We talk about this often. When we chew food, we generate these tiny aerosols that go into our nasal package and interact with our olfactory neurons. And the olfactory bulb happens to be right next to the memory cortex, which is the shortest distance from any of the signals we get from the outside world. That’s why there’s such a strong correlation between smell and memory.

What is it about food that inspires such a strong connection between people?

Fundamentally, food is just such an incredible platform. It was the original social media. It was the way we shared, communicated, told stories, experienced the history of our forebears. It’s really how we transcend a lot of boundaries between one another, be it age, gender, religion, or race. We all need to eat. We all have our collection of food experiences. When we feed someone, that literally becomes part of the people we’re breaking bread with. The food you give your child becomes their hair, skin, nails, and breath. It’s very powerful, and it shouldn’t be taken in a frivolous way.

The 5 Senses of Ojai’s Valley of the Moon Dinner Event

As one of the few east-to-west oriented valleys in North America, Ojai is sometimes referred to as a “spiritual vortex.” Because “ojai” means “moon” in Chumash, the event’s entire concept was built around the idea of the “valley of the moon.” The menu is reflective of the Valley and is tightly integrated with the other senses as the event rolls along. Here are a few particularly cool ideas and components Irwin and Dina-Pham built into the plan for the event. If all this sounds like a theater production, that’s because it is:

The Pink Moment

“The Pink Moment” – the famous phenomenon in Ojai when the setting sun hits the sky above the Topa Topa Mountains – is a big part of the dinner, used to start and end the event, symbolizing 24 hours passing in the valley. To get the effect, the dinner is hosted in a tent, with lights used to then project the effect on the ceiling above.

Tide Pool on a Plate

An idea that was eventually scrapped because of dietary concerns, the tables would be 3D modeled after the topography of the nearby Santa Barbara coastline, with a tide pool system created right on the undulating tabletops.

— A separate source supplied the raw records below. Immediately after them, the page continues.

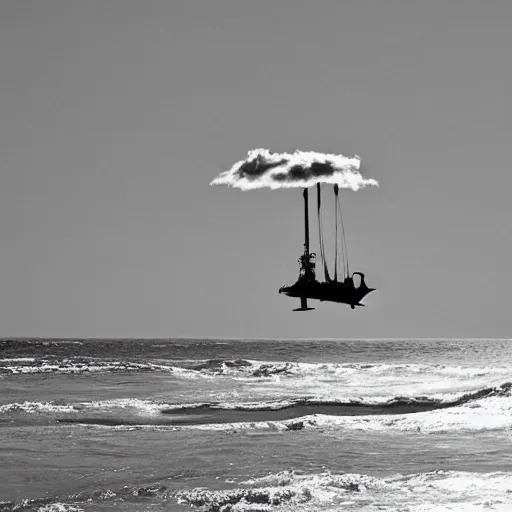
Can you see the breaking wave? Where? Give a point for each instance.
(26, 365)
(288, 490)
(485, 409)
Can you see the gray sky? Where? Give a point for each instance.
(116, 115)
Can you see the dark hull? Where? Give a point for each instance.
(340, 292)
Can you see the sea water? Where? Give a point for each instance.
(256, 425)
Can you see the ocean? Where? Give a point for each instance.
(255, 425)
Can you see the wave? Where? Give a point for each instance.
(484, 409)
(25, 365)
(434, 491)
(258, 369)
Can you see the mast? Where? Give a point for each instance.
(306, 222)
(306, 261)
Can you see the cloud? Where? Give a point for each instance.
(262, 168)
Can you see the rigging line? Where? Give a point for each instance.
(342, 246)
(336, 234)
(321, 237)
(344, 239)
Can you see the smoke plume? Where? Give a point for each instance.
(262, 168)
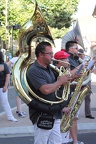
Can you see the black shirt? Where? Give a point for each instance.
(36, 77)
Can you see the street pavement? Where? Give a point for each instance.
(24, 126)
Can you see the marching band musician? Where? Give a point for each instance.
(87, 98)
(71, 48)
(62, 60)
(42, 81)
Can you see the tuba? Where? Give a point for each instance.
(31, 33)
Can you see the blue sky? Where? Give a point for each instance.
(86, 7)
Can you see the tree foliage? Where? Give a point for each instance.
(58, 14)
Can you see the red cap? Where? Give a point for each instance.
(61, 55)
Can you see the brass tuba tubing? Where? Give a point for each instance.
(60, 61)
(31, 33)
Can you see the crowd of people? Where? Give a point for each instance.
(45, 82)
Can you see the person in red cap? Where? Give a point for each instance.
(61, 59)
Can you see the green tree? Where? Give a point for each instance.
(58, 14)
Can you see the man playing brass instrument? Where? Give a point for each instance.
(72, 48)
(43, 82)
(61, 59)
(83, 58)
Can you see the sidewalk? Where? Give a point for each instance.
(24, 126)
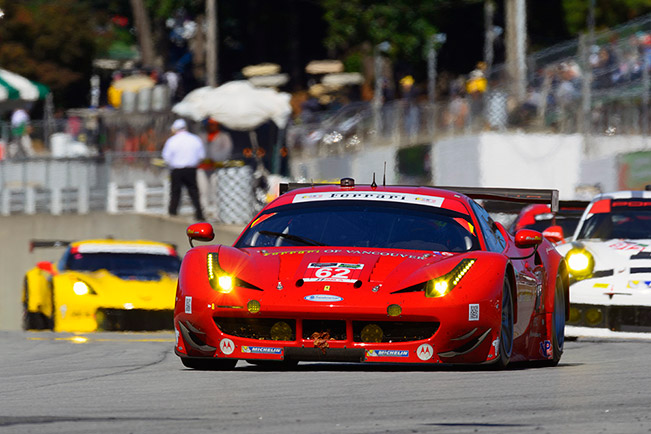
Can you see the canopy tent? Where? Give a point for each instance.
(16, 87)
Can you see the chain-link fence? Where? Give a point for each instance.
(593, 87)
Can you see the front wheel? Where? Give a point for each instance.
(558, 324)
(32, 320)
(506, 329)
(209, 364)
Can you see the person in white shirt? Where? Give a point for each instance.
(182, 153)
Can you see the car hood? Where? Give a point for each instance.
(381, 269)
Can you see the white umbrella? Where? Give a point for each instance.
(238, 105)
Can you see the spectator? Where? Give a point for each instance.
(182, 153)
(219, 148)
(21, 141)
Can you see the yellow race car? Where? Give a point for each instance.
(102, 284)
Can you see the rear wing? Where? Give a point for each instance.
(518, 195)
(36, 244)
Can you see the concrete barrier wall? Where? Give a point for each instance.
(17, 230)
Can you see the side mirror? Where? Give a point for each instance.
(200, 232)
(525, 238)
(554, 234)
(48, 267)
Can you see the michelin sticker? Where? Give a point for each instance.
(387, 353)
(327, 298)
(261, 350)
(425, 352)
(473, 312)
(227, 346)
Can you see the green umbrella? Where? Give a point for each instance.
(17, 87)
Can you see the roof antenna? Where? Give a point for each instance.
(384, 177)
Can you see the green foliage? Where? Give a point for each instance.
(50, 42)
(407, 24)
(162, 9)
(608, 13)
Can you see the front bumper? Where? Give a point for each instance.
(448, 338)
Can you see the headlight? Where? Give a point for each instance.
(442, 285)
(220, 280)
(82, 288)
(580, 263)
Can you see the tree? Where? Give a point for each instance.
(51, 42)
(608, 13)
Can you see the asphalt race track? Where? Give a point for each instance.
(133, 383)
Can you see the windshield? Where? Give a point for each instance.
(123, 263)
(619, 222)
(362, 224)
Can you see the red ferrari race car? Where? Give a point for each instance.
(368, 273)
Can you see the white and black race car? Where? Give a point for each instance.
(609, 259)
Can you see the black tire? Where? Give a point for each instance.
(209, 364)
(51, 320)
(506, 328)
(32, 320)
(558, 324)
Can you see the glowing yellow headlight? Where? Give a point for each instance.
(253, 306)
(218, 278)
(442, 285)
(80, 288)
(225, 283)
(580, 263)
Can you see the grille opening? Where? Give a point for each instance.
(398, 331)
(252, 328)
(337, 329)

When water receded, what is left is actually guests’ first course prepared by the acclaimed chef: whelks, edible seaweed, and other components reflective of the seafood found along the coast.

Dessert as Grand Finale

To make the last course especially memorable, a canopy opens over the guests, simulating the night sky, completed with s’mores and a campfire. There’s the visual of the twinkling sky, the feel-good smells and sounds of a crackling fire, and the sticky-sweet taste of that first s’more. The night is then concluded with another Pink Moment simulation, marking the end of the 24 hours theme.